To optimize sweep performance, the SM issues multiple concurrent packets to a given device or the fabric. It carefully balances the number of packets sent at once between the hardware's capabilities and the goal of accelerating the sweep.

An administrator may also choose to force a sweep. This is generally not necessary when using fabrics constructed using Cornelis-supplied switches. Sweeps can be forced via /usr/lib/opa-fm/bin/opafmcmdsmForceSweep.

2.2.4.7. Redundant Fabric Managers in a Fabric

A fabric can include more than one Fabric Manager instance for redundancy. If the primary FM or its host platform fails, a secondary FM can take over fabric management. For instructions on setting up additional FM instances, refer to the CN5000 Fabric Installation Guide.
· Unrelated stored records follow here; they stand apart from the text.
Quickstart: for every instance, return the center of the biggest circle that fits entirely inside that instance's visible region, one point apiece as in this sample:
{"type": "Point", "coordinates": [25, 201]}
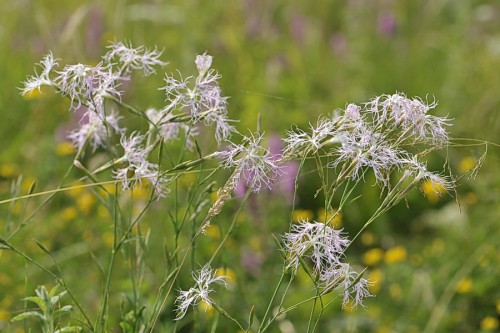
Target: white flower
{"type": "Point", "coordinates": [170, 130]}
{"type": "Point", "coordinates": [253, 163]}
{"type": "Point", "coordinates": [139, 58]}
{"type": "Point", "coordinates": [202, 98]}
{"type": "Point", "coordinates": [34, 82]}
{"type": "Point", "coordinates": [138, 167]}
{"type": "Point", "coordinates": [352, 286]}
{"type": "Point", "coordinates": [320, 243]}
{"type": "Point", "coordinates": [83, 84]}
{"type": "Point", "coordinates": [199, 292]}
{"type": "Point", "coordinates": [95, 128]}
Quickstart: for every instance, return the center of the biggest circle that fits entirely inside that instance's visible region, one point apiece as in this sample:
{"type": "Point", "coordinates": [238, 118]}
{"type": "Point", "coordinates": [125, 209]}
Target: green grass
{"type": "Point", "coordinates": [287, 63]}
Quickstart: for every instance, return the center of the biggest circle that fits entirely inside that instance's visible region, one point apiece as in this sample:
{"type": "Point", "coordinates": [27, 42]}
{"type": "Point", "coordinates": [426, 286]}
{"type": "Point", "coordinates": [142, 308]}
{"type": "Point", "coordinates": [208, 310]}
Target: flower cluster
{"type": "Point", "coordinates": [168, 130]}
{"type": "Point", "coordinates": [324, 247]}
{"type": "Point", "coordinates": [138, 167]}
{"type": "Point", "coordinates": [253, 164]}
{"type": "Point", "coordinates": [202, 98]}
{"type": "Point", "coordinates": [200, 292]}
{"type": "Point", "coordinates": [130, 58]}
{"type": "Point", "coordinates": [378, 135]}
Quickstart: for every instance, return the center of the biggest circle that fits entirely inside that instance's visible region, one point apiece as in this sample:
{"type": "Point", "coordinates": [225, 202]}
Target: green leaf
{"type": "Point", "coordinates": [69, 329]}
{"type": "Point", "coordinates": [65, 309]}
{"type": "Point", "coordinates": [44, 249]}
{"type": "Point", "coordinates": [38, 301]}
{"type": "Point", "coordinates": [29, 314]}
{"type": "Point", "coordinates": [55, 299]}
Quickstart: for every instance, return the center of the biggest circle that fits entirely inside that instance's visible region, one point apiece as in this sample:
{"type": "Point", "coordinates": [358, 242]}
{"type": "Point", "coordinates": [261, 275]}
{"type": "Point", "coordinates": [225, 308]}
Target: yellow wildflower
{"type": "Point", "coordinates": [302, 215]}
{"type": "Point", "coordinates": [68, 214]}
{"type": "Point", "coordinates": [464, 286]}
{"type": "Point", "coordinates": [76, 189]}
{"type": "Point", "coordinates": [375, 277]}
{"type": "Point", "coordinates": [334, 218]}
{"type": "Point", "coordinates": [367, 238]}
{"type": "Point", "coordinates": [65, 148]}
{"type": "Point", "coordinates": [85, 203]}
{"type": "Point", "coordinates": [467, 164]}
{"type": "Point", "coordinates": [373, 256]}
{"type": "Point", "coordinates": [8, 170]}
{"type": "Point", "coordinates": [395, 291]}
{"type": "Point", "coordinates": [489, 323]}
{"type": "Point", "coordinates": [433, 190]}
{"type": "Point", "coordinates": [226, 272]}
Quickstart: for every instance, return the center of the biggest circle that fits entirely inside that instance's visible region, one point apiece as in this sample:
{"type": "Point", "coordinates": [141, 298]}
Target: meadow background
{"type": "Point", "coordinates": [435, 263]}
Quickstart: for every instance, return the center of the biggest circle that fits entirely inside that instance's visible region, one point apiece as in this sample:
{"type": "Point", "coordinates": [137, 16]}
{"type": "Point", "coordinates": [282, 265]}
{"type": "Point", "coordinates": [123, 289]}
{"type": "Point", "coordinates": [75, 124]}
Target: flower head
{"type": "Point", "coordinates": [170, 130]}
{"type": "Point", "coordinates": [200, 291]}
{"type": "Point", "coordinates": [318, 242]}
{"type": "Point", "coordinates": [95, 128]}
{"type": "Point", "coordinates": [35, 82]}
{"type": "Point", "coordinates": [253, 164]}
{"type": "Point", "coordinates": [137, 167]}
{"type": "Point", "coordinates": [87, 84]}
{"type": "Point", "coordinates": [202, 98]}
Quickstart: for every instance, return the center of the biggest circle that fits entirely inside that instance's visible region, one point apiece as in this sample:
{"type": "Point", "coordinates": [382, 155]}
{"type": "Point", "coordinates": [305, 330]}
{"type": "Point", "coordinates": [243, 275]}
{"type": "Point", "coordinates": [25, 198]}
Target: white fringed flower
{"type": "Point", "coordinates": [200, 291]}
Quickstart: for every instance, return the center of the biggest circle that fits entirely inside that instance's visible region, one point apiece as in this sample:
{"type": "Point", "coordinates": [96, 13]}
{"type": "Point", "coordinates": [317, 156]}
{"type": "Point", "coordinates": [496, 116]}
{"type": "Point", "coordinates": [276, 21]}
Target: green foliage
{"type": "Point", "coordinates": [289, 62]}
{"type": "Point", "coordinates": [50, 310]}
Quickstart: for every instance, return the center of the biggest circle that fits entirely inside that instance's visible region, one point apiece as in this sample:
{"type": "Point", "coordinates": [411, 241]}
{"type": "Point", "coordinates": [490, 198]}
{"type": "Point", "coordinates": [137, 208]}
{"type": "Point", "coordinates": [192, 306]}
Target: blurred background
{"type": "Point", "coordinates": [435, 259]}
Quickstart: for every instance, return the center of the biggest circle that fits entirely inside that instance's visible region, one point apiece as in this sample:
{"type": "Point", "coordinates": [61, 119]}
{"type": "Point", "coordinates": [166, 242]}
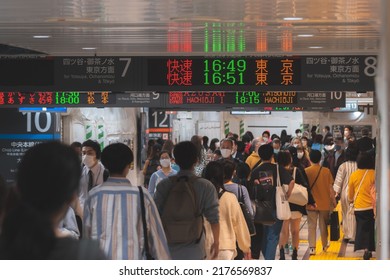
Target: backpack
{"type": "Point", "coordinates": [152, 167]}
{"type": "Point", "coordinates": [181, 217]}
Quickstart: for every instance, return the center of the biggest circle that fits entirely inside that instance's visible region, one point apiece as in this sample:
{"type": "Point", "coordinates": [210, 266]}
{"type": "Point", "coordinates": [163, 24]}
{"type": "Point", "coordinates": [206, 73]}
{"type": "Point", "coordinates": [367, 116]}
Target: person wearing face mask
{"type": "Point", "coordinates": [266, 137]}
{"type": "Point", "coordinates": [113, 212]}
{"type": "Point", "coordinates": [93, 171]}
{"type": "Point", "coordinates": [302, 159]}
{"type": "Point", "coordinates": [165, 171]}
{"type": "Point", "coordinates": [226, 148]}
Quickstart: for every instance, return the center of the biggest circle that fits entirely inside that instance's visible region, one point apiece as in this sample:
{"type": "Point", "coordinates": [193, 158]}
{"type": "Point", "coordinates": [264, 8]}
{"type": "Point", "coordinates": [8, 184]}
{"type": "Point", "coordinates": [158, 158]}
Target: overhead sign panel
{"type": "Point", "coordinates": [189, 73]}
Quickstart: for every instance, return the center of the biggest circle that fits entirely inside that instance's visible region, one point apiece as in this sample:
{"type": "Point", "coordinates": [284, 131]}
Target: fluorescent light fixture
{"type": "Point", "coordinates": [41, 36]}
{"type": "Point", "coordinates": [292, 18]}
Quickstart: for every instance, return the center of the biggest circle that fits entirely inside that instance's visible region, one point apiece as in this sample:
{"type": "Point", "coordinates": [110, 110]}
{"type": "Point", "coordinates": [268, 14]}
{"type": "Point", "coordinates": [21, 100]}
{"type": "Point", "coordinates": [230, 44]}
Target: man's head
{"type": "Point", "coordinates": [186, 155]}
{"type": "Point", "coordinates": [226, 147]}
{"type": "Point", "coordinates": [266, 152]}
{"type": "Point", "coordinates": [117, 158]}
{"type": "Point", "coordinates": [315, 156]}
{"type": "Point", "coordinates": [90, 153]}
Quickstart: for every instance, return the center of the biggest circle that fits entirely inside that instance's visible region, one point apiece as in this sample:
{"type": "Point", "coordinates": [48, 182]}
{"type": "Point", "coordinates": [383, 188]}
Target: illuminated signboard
{"type": "Point", "coordinates": [261, 73]}
{"type": "Point", "coordinates": [271, 100]}
{"type": "Point", "coordinates": [189, 73]}
{"type": "Point", "coordinates": [80, 99]}
{"type": "Point", "coordinates": [217, 73]}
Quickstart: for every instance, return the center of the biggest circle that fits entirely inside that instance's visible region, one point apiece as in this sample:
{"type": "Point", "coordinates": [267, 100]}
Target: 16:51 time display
{"type": "Point", "coordinates": [220, 71]}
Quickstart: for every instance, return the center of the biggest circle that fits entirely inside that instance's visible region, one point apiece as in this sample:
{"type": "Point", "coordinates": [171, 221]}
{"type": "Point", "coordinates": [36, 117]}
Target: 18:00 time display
{"type": "Point", "coordinates": [217, 71]}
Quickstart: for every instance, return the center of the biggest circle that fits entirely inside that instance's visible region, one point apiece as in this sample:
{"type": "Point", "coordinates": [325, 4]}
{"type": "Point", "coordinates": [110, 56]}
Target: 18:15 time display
{"type": "Point", "coordinates": [217, 71]}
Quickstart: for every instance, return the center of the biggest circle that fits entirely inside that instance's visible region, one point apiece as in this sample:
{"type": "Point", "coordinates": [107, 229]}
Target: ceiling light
{"type": "Point", "coordinates": [41, 36]}
{"type": "Point", "coordinates": [292, 18]}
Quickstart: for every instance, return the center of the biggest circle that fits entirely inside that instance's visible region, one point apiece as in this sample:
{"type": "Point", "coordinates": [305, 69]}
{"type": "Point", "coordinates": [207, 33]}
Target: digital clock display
{"type": "Point", "coordinates": [222, 73]}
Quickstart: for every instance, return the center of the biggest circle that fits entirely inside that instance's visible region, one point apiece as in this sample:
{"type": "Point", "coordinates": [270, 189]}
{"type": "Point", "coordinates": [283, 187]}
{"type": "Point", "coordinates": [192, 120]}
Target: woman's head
{"type": "Point", "coordinates": [214, 173]}
{"type": "Point", "coordinates": [48, 176]}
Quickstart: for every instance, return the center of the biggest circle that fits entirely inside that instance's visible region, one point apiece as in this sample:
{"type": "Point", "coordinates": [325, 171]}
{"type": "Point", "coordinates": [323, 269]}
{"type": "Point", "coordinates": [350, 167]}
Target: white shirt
{"type": "Point", "coordinates": [97, 175]}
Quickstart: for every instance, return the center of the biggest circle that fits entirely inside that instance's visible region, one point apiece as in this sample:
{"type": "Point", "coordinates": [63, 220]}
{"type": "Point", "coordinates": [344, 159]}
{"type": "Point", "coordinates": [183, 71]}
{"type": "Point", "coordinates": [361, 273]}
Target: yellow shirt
{"type": "Point", "coordinates": [363, 199]}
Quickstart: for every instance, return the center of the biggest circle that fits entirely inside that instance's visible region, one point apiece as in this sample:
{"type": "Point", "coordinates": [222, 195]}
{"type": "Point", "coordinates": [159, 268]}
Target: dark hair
{"type": "Point", "coordinates": [205, 142]}
{"type": "Point", "coordinates": [115, 157]}
{"type": "Point", "coordinates": [168, 146]}
{"type": "Point", "coordinates": [351, 152]}
{"type": "Point", "coordinates": [165, 152]}
{"type": "Point", "coordinates": [47, 179]}
{"type": "Point", "coordinates": [265, 152]}
{"type": "Point", "coordinates": [284, 158]}
{"type": "Point", "coordinates": [198, 144]}
{"type": "Point", "coordinates": [156, 149]}
{"type": "Point", "coordinates": [94, 145]}
{"type": "Point", "coordinates": [250, 134]}
{"type": "Point", "coordinates": [349, 128]}
{"type": "Point", "coordinates": [186, 155]}
{"type": "Point", "coordinates": [212, 144]}
{"type": "Point", "coordinates": [365, 161]}
{"type": "Point", "coordinates": [315, 156]}
{"type": "Point", "coordinates": [76, 145]}
{"type": "Point", "coordinates": [266, 132]}
{"type": "Point", "coordinates": [229, 166]}
{"type": "Point", "coordinates": [214, 173]}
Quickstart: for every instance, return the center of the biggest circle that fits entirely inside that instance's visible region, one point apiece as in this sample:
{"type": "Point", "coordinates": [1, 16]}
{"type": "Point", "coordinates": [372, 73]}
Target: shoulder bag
{"type": "Point", "coordinates": [247, 215]}
{"type": "Point", "coordinates": [299, 193]}
{"type": "Point", "coordinates": [146, 243]}
{"type": "Point", "coordinates": [351, 209]}
{"type": "Point", "coordinates": [283, 211]}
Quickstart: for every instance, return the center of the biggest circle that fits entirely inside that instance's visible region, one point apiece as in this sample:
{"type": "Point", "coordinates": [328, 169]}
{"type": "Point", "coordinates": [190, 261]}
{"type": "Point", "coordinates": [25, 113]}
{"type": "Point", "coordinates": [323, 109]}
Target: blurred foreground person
{"type": "Point", "coordinates": [47, 181]}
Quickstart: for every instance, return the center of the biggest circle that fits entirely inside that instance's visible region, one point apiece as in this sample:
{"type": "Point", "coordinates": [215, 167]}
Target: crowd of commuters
{"type": "Point", "coordinates": [86, 208]}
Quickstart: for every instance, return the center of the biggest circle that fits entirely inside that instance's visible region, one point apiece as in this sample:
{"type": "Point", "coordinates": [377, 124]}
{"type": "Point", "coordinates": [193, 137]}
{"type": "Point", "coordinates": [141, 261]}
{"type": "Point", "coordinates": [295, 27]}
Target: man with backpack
{"type": "Point", "coordinates": [182, 201]}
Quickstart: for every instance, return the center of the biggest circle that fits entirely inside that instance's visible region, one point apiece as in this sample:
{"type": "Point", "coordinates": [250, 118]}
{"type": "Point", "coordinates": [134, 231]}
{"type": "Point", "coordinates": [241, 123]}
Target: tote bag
{"type": "Point", "coordinates": [299, 194]}
{"type": "Point", "coordinates": [283, 211]}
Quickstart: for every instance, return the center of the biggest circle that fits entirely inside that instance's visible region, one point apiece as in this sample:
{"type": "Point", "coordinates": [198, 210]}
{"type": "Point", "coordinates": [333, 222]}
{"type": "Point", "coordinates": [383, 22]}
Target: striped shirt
{"type": "Point", "coordinates": [112, 215]}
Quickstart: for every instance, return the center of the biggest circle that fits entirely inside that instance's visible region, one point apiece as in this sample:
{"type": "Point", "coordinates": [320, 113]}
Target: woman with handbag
{"type": "Point", "coordinates": [340, 186]}
{"type": "Point", "coordinates": [233, 228]}
{"type": "Point", "coordinates": [360, 188]}
{"type": "Point", "coordinates": [285, 160]}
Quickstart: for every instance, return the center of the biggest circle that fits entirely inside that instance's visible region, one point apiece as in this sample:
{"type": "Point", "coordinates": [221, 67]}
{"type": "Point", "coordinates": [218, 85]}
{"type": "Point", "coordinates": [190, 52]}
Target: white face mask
{"type": "Point", "coordinates": [166, 162]}
{"type": "Point", "coordinates": [226, 153]}
{"type": "Point", "coordinates": [89, 161]}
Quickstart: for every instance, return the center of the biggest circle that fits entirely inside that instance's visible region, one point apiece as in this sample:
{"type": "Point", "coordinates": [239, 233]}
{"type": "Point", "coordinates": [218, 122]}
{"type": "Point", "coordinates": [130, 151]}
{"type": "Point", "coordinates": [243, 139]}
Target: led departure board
{"type": "Point", "coordinates": [222, 73]}
{"type": "Point", "coordinates": [271, 100]}
{"type": "Point", "coordinates": [189, 73]}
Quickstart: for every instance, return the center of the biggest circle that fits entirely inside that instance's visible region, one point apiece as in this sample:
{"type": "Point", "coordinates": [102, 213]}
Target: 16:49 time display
{"type": "Point", "coordinates": [224, 71]}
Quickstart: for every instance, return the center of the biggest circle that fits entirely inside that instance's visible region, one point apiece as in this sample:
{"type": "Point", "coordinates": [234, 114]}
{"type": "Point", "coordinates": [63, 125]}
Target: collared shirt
{"type": "Point", "coordinates": [97, 175]}
{"type": "Point", "coordinates": [112, 215]}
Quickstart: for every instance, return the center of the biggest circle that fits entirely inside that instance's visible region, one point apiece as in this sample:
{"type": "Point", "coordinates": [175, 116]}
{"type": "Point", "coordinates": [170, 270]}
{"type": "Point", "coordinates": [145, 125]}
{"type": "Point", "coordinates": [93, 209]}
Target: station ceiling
{"type": "Point", "coordinates": [198, 27]}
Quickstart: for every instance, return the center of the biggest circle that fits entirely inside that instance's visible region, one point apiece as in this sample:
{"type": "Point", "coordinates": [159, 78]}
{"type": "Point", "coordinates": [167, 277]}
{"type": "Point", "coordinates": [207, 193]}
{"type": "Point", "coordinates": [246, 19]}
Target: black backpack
{"type": "Point", "coordinates": [152, 167]}
{"type": "Point", "coordinates": [181, 217]}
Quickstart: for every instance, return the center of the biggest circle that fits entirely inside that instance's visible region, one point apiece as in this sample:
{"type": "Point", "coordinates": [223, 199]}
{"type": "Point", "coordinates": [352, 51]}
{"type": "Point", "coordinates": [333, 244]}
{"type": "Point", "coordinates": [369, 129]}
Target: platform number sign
{"type": "Point", "coordinates": [159, 122]}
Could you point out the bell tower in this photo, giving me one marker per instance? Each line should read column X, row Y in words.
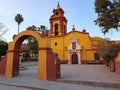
column 58, row 23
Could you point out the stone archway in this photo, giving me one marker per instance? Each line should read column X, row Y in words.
column 46, row 58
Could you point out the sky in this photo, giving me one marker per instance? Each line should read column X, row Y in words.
column 79, row 13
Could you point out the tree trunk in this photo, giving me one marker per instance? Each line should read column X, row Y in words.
column 18, row 28
column 113, row 69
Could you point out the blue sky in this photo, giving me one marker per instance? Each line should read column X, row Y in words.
column 79, row 13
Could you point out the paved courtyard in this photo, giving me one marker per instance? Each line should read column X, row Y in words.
column 73, row 77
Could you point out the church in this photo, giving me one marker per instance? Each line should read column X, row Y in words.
column 74, row 47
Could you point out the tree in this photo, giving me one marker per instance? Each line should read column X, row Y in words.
column 19, row 19
column 3, row 29
column 3, row 47
column 108, row 14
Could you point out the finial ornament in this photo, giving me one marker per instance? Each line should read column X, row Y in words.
column 58, row 4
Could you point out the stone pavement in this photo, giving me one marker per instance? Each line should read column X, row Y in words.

2.2.4.8. Multiple Subnet Support in Host Fabric Manager

The host FM can manage more than one subnet, often called fabric planes. Each plan is a distinct, isolated fabric—ports in one plane have no interaction with ports in another plane (refer to the following figure). This isolation provides independent failure domains and enables workload or traffic separation across planes.

Figure 3. Multiple Subnet Support in Host FM
Multiple Subnet Support in Host FM


On a host server equipped with a SuperNIC, the FM automatically configures a separate instance for each available SuperNIC port. Each port connects to a separate fabric plane, and the FM configuration specifies which port each instance uses to access its respective plane.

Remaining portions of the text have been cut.